Ray Bradbury wrote his dark story in 1953 and now that he has reached the venerable age of 91, he might even experience some of the predictions he set in a not too distant future. Fortunately all has not happened…yet, but on the other hand we are not safe either, for some things are evolving rather in the wrong direction.

The book is set in an America of a near future. In this society, a kind of Mega suburbia, books are banned and Firemen instead of extinguishing fires have the parodoxical task of setting fire to (horror of horrors) the last remaining books! Books are destroyed because it is feared that they contain ideas and ideas can only disturb a society once it thinks it has attained perfection. Whatever books are still found they are joyfully torched.

One of the firemen, a guy named Montag (a weekend has passed since man was a savage cannibal), after bumping into a mysterious “flower” girl, experiences a kind of consciousness crisis and starts to ask existential questions. Meeting the girl is a first of a series of epiphany - kind encounters, one with the lovely girl, one when he sees an old woman who dies in the flames with her books, one when he has a chat with a lonely intellectual. The old man’s tale makes Montag think and reject the society in which he has been living up till now.

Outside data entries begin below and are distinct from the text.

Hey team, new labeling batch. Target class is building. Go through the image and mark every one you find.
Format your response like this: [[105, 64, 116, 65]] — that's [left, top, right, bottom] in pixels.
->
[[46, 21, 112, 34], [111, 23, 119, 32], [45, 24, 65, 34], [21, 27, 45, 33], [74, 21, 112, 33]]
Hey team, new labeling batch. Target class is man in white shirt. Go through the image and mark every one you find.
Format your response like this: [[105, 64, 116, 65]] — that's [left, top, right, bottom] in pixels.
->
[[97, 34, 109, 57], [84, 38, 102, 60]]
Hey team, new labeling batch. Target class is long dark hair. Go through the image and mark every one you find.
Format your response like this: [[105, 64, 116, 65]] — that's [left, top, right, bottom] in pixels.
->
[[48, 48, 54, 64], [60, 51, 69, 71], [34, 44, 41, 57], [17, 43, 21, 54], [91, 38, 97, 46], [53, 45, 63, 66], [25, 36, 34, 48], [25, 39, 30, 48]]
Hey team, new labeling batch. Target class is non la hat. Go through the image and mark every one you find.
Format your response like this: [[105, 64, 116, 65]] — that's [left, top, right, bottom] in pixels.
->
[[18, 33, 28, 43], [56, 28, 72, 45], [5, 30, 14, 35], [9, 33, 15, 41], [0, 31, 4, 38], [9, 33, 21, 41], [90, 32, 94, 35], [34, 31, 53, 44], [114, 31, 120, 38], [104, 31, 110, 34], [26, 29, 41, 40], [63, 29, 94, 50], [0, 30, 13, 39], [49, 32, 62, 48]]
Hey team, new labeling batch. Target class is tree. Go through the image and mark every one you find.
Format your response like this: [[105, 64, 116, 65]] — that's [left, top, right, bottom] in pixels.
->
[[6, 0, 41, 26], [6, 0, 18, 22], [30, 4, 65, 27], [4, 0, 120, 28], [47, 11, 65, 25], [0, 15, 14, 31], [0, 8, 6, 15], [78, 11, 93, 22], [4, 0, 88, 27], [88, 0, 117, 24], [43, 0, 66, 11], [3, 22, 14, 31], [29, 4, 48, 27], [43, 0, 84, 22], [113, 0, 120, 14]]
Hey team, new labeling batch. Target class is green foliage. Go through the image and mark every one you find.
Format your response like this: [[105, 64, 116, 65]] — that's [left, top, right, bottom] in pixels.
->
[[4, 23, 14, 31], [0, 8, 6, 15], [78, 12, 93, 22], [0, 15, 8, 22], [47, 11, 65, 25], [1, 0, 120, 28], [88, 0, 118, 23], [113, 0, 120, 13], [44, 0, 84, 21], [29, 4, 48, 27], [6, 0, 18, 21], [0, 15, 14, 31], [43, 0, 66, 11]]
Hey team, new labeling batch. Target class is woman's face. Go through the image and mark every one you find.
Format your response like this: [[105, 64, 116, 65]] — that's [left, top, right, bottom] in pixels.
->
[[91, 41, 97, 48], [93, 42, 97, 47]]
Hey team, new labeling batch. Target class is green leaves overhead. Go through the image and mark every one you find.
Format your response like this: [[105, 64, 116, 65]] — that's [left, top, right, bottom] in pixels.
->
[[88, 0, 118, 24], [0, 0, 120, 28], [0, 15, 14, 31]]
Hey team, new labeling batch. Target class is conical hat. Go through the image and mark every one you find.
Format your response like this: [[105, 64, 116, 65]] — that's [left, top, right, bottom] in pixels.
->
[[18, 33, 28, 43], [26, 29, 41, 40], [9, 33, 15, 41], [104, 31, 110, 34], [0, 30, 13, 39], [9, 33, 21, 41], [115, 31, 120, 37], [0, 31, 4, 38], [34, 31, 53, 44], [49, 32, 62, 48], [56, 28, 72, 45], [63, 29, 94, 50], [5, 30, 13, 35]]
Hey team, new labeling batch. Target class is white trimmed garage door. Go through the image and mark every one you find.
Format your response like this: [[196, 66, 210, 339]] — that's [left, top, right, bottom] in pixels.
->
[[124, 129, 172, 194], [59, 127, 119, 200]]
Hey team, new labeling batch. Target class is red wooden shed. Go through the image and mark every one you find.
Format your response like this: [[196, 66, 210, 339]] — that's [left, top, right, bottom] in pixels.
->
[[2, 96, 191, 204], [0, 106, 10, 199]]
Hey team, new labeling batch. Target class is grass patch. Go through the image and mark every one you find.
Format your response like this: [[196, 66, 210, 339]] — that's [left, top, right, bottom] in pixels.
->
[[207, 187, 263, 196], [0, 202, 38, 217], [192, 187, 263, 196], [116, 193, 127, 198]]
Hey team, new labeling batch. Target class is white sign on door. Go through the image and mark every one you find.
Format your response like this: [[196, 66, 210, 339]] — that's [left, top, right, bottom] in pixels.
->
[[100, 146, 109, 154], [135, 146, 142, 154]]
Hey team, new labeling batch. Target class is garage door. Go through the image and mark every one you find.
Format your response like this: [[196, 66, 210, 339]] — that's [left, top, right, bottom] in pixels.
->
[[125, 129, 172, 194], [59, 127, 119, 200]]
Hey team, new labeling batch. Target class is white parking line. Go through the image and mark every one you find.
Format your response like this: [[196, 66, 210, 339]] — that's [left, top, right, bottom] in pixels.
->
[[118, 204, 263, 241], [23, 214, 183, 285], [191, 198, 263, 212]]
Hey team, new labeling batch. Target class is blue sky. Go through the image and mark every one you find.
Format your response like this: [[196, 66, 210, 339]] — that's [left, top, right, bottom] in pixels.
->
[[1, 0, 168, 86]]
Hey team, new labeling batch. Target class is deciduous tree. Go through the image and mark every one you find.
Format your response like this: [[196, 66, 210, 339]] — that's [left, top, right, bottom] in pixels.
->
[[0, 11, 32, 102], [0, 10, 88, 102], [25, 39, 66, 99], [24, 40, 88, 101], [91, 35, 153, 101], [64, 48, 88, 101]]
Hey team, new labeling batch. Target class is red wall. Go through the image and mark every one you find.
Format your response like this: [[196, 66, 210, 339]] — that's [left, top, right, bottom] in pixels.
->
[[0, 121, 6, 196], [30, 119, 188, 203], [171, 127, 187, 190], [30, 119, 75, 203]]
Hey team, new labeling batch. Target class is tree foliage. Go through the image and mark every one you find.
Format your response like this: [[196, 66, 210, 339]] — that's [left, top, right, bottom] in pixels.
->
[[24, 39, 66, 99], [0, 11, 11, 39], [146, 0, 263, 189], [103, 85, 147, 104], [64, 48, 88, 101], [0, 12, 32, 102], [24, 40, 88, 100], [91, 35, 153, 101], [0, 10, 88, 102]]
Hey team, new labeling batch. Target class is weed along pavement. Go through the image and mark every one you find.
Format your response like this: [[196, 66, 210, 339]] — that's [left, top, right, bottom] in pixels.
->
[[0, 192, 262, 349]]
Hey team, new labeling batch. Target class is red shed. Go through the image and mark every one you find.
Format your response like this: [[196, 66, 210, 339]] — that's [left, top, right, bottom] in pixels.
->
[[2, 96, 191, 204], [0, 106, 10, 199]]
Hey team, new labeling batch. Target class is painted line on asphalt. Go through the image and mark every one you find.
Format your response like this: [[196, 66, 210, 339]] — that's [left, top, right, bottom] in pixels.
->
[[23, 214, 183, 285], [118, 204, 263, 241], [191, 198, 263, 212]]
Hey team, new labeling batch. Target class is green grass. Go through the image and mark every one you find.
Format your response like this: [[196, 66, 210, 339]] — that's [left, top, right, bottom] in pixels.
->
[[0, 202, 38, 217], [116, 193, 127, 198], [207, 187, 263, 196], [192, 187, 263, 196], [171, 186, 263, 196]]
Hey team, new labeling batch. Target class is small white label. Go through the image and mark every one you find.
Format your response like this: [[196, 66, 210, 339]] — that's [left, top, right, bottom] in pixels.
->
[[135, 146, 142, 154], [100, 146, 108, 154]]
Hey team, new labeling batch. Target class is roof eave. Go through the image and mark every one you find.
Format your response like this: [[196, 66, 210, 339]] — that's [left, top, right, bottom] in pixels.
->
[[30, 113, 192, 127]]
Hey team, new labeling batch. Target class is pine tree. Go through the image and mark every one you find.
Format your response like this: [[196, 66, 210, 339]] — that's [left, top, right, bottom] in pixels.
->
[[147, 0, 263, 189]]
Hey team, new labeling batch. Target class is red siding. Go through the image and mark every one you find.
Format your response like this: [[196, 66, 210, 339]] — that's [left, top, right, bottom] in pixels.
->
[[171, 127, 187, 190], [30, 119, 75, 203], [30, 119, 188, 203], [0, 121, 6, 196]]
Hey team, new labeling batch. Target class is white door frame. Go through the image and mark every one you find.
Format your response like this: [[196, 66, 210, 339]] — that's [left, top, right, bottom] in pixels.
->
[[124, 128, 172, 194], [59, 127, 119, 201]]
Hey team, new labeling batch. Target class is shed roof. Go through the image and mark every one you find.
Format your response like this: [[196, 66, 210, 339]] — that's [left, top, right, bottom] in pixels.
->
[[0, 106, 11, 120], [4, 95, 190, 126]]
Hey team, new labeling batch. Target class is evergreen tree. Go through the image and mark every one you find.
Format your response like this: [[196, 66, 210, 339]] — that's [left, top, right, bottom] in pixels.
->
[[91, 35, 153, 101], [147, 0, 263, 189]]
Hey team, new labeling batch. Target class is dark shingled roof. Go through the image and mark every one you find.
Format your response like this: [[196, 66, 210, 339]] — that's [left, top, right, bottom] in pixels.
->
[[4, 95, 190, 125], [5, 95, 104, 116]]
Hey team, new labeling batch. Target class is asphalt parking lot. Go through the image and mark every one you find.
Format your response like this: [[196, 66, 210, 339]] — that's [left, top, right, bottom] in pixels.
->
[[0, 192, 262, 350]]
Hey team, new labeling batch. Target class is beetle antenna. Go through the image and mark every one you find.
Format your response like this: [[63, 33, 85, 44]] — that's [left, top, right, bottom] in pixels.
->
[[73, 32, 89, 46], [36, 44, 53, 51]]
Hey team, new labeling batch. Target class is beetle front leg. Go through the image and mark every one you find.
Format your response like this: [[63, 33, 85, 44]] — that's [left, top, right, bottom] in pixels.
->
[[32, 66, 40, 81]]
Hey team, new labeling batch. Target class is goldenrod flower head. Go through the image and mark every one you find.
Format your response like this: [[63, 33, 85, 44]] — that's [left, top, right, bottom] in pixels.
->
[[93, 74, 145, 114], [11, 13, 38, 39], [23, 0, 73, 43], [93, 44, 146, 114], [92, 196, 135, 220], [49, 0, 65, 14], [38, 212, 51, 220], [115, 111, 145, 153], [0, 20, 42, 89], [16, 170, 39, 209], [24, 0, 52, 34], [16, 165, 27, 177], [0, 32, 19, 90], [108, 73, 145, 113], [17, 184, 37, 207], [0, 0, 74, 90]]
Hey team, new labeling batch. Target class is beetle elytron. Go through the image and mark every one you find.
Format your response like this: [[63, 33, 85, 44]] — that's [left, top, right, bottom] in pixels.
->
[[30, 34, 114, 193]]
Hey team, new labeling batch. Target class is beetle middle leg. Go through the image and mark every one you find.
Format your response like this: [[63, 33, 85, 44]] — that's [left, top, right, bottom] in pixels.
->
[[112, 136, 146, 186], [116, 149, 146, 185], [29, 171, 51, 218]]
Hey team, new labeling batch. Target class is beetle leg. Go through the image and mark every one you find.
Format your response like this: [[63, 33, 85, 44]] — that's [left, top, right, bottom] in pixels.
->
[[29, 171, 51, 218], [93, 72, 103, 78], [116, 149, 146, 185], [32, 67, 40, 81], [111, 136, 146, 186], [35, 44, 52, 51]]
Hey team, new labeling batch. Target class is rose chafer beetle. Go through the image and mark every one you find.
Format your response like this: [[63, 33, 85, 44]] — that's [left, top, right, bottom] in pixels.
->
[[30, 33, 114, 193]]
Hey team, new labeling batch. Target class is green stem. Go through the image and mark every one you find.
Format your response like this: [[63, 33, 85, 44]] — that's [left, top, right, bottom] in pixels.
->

One prediction of Bradbury has already proved true. Discarding books, people turn to the telly for their entertainment. Not the black and white gizmos of the fifties, but the televisions of today, flat and furious, HD, Herzy, Megapixly, wall-wide and surround soundy. High-tech indeed, but the programs, as we have already been accustomed to, are moronic to the core: endless sitcoms, reality tv stupidities and a constant stream of “breaking news” interruptions. Sound familiar doesn’t it?

People seem to be really doped by this room invading television, Montag’s wife sure is but it doesn’t make her happier. One evening, Montag finds her collapsed, filled with pills, an attempted suicide. In this future society, suicide is so common that some kind of plumber - intubation teams drive around to rescue people. They plug their tubes in all the orifices, pump pump pump, and they are away for their next call.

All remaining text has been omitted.